Dopo essere stato consigliere regionale in Lombardia tra il 2010 ed il 2012 – si era dimesso a seguito dello scandalo suscitato sull’utilizzo dei fondi pubblici destinati alla Lega Nord -”ho iniziato” “l’avventura nell’azienda agricola con mio fratello. Si tratta di una bella avventura che stiamo portando avanti con tanta forza, legata alla natura, al territorio e alle nostre tradizioni“. L’azienda del “trota” si trova a Brenta, nel Varesotto, a pochi chilometri da Gemonio, dove vive la famiglia Bossi.

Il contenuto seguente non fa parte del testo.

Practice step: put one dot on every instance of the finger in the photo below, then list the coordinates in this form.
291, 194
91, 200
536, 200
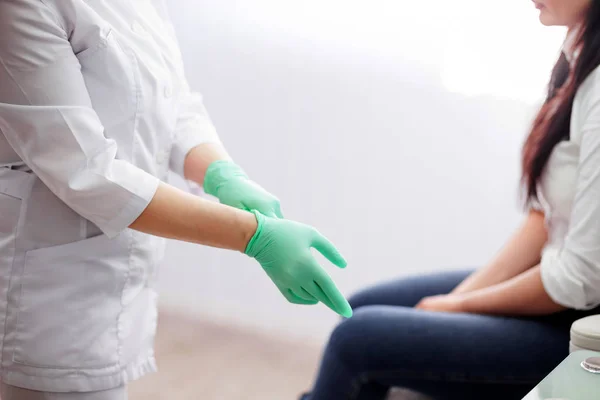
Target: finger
316, 291
325, 247
277, 208
296, 299
335, 296
303, 294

Il figlio di Umberto Bossi ha espresso il suo punto di vista sul processo che lo vede coinvolto: “le spese non sono state pagate dalla Lega ma da me personalmente, ho depositato tutti i documenti che lo provano“. E ha poi proseguito dicendo”Sto ancora pagando alcune multe e alcune cartelle esattoriali nell’elenco di spese non ci sono le prove che il pagamento sia stato fatto dalla Lega. Ho rateizzato con Equitalia alcune multe non potevano essere state pagate dalla Lega“. Renzo Bossi ha sostenuto infine che il suo “è un caso diverso” rispetto a quello del fratello Riccardo – sotto processo con rito abbreviato per gli stessi episodi. Riccardo ha raccontato invece che allora era convinto di aver pagato una parte delle spese contestate dall’accusa con “soldi di famiglia” e non del partito.